Epigallocatechin-3-gallate potently inhibits the in vitro activity of hydroxy-3-methyl-glutaryl-CoA reductase

Abstract

Hydroxy-3-methyl-glutaryl-CoA reductase (HMGR) is the rate-controlling enzyme of cholesterol synthesis, and owing to its biological and pharmacological relevance, researchers have investigated several compounds capable of modulating its activity with the hope of developing new hypocholesterolemic drugs. In particular, polyphenol-rich extracts were extensively tested for their cholesterol-lowering effect as alternatives, or adjuvants, to the conventional statin therapies, but a full understanding of the mechanism of their action has yet to be reached. Our work reports on a detailed kinetic and equilibrium study on the modulation of HMGR by the most-abundant catechin in green tea, epigallocatechin-3-gallate (EGCG). Using a concerted approach involving spectrophotometric, optical biosensor, and chromatographic analyses, molecular docking, and site-directed mutagenesis on the cofactor site of HMGR, we have demonstrated that EGCG potently inhibits the in vitro activity of HMGR (K(i) in the nanomolar range) by competitively binding to the cofactor site of the reductase. Finally, we evaluated the effect of combined EGCG-statin administration.

Fig.1.

Schematic representation of the mechanism of synergistic inhibition of HMGR (M) by EGCG (Y) and pravastatin (X). The phenomenological description of the multiple equilibria consists of the formation of two complexes (MX and MY) upon binding of the statin at the substrate site and of EGCG at the cofactor site, both with the ability of binding to the other ligand in a ternary complex (MXY).

Fig.2.

Molecular docking of EGCG in the NADPH binding site of HMG-CoA reductase (A: surface representation; B: cartoon and stick representation with h-bonds formed) and the same representation of the complex NADPH/reductase (C, D).

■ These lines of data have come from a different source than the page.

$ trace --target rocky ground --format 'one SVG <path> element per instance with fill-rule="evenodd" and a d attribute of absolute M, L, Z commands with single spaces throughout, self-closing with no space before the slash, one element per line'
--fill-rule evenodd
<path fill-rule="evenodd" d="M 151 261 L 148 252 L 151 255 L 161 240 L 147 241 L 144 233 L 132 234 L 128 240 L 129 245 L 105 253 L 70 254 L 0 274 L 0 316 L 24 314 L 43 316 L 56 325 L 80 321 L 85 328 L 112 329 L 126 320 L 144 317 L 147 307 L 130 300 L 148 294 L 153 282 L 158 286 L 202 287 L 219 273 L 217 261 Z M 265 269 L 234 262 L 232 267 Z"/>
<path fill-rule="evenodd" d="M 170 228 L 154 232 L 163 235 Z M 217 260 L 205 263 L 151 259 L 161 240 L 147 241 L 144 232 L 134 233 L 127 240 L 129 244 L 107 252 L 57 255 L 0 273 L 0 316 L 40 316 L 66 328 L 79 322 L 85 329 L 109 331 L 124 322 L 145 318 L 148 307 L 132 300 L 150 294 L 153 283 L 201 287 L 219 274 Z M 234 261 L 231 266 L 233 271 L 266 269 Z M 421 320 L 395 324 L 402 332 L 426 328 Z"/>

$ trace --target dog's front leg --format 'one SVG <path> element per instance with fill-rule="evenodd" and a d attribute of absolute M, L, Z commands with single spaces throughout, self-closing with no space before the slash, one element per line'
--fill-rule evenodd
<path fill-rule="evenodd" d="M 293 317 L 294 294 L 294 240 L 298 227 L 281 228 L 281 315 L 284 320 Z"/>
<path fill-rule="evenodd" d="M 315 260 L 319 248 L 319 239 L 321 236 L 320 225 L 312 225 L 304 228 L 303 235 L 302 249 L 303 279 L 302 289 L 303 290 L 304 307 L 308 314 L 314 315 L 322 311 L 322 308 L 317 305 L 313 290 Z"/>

Reductase chain A and chain B are colored in yellow and light blue, respectively.

Fig.3.

Inhibition of human HMG-CoA activity by EGCG. HMG-CoA reductase residual activities versus tea catechin concentration measured at four different NADPH concentrations: the curves and related standard deviations are global fits of the data to equations 3 and 4 and yield the derivation of the apparent equilibrium dissociation constant (K_d,app) at different cofactor concentrations. Moreover, Marquardt-Levenberg nonlinear least squares fitting procedure is used to obtain the equilibrium dissociation constant K_d of the complex HMG-CoA/EGCG. ▴: 30 µM NADPH(A); ■: 90 µM NADPH(B); ¨: 150 µM NADPH(C); •: 270 µM NADPH(D). E: Linear fit to equation 4 of K_d,app values calculated for the EGCG-HMGR interaction versus cofactor concentrations. F: Time courses for the inhibition of HMGR activity by EGCG at different preincubation periods.

Fig.4.

Enzyme kinetic constants for the inhibition of HMGR by EGCG. The dependences of V_max, K_m, K_cat, and K_cat/K_m from EGCG concentrations were fitted to the proper equations for a competitive inhibition model.

Fig.5.

Overlay of association and dissociation kinetics of soluble EGCG to CMD-bound HMG-CoA reductase (A); dependence of the extent of binding on ligand concentration. Nonlinear fit (solid line) and 95% confidence-bound (dashed lines) are reported. Each experimental point was the average of five replicates (B).

Fig.6.

Chromatographic analysis of HMGR modulation by EGCG. The superimposition of elution profiles of the species involved in the equilibrium (CoA:mevalonate stoichiometric ratio = 1:1) at different EGCG concentrations is presented. Peak area corresponding to CoA produced in the enzyme-free assay was each time subtracted from corresponding peaks in each sample (A). Residual activity plots of both bacterial expressed (■) and microsomal liver HMGR (¨), and HMGR mutant (▴) measured monitoring CoA/mevalonate production (B). Raw data were fitted to equation 3.

Fig.7.

Residual activity plot of HMGR in the presence of EGCG (■), pravastatin (▴), and pravastatin and EGCG (•). Raw data for the HMGR inhibition by pravastatin in the presence of EGCG were fitted to equation 7.